Accidents come in all forms and severities – some preventable and others beyond the victim’s control. From catastrophic car accidents to trips, slips and falls. In determining who is to blame the law basically asks one question: did the parties involved in the accident exercise reasonable care, or act recklessly in a way that contributed to the accident?
If you are hurt in a slip-and-fall accident that is attributable to someone else’s negligent acts, you may pursue the responsible party for a premises liability lawsuit. However, to receive compensation, it must be clear that the property owner failed in their duty of care towards you, resulting in the accident that caused your injury.
What does “duty of care” mean in the context of a slip-and-fall accident?
Every individual, entity or group is required to exercise a certain standard of care towards the general public. This means acting with a level of prudence, care and attention that any sensible person would enact under similar circumstances.
In the context of premise liability claims, a property owner or occupier is expected to exercise care by fixing any hazards that would lead to a slip and fall. This may include fixing torn carpets, cleaning up spilled liquids or providing adequate lighting in dim areas. It is also reasonable for the property owner to issue a warning of potential hazards to visitors. An example of this would be a warning on slippery floors.

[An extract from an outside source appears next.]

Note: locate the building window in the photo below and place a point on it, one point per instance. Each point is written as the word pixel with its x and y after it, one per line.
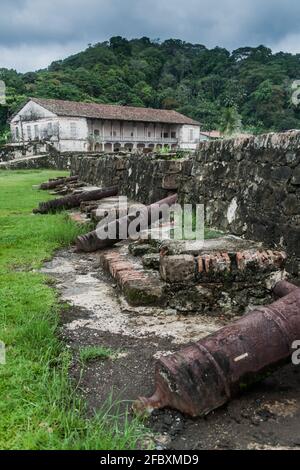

How does duty of care impact your injury claim?
If it is established that the property owner failed to address or fix a hazard, or failed to exercise reasonable care, then they may be found liable. Evidence like CCTV footage and witness testimony can help strengthen the victim’s case during a slip-and-fall lawsuit.
A slip-and-fall accident can leave you with a wide range of injuries. Knowing your legal options can help you protect your rights and interests while pursuing a premises liability lawsuit against the responsible party.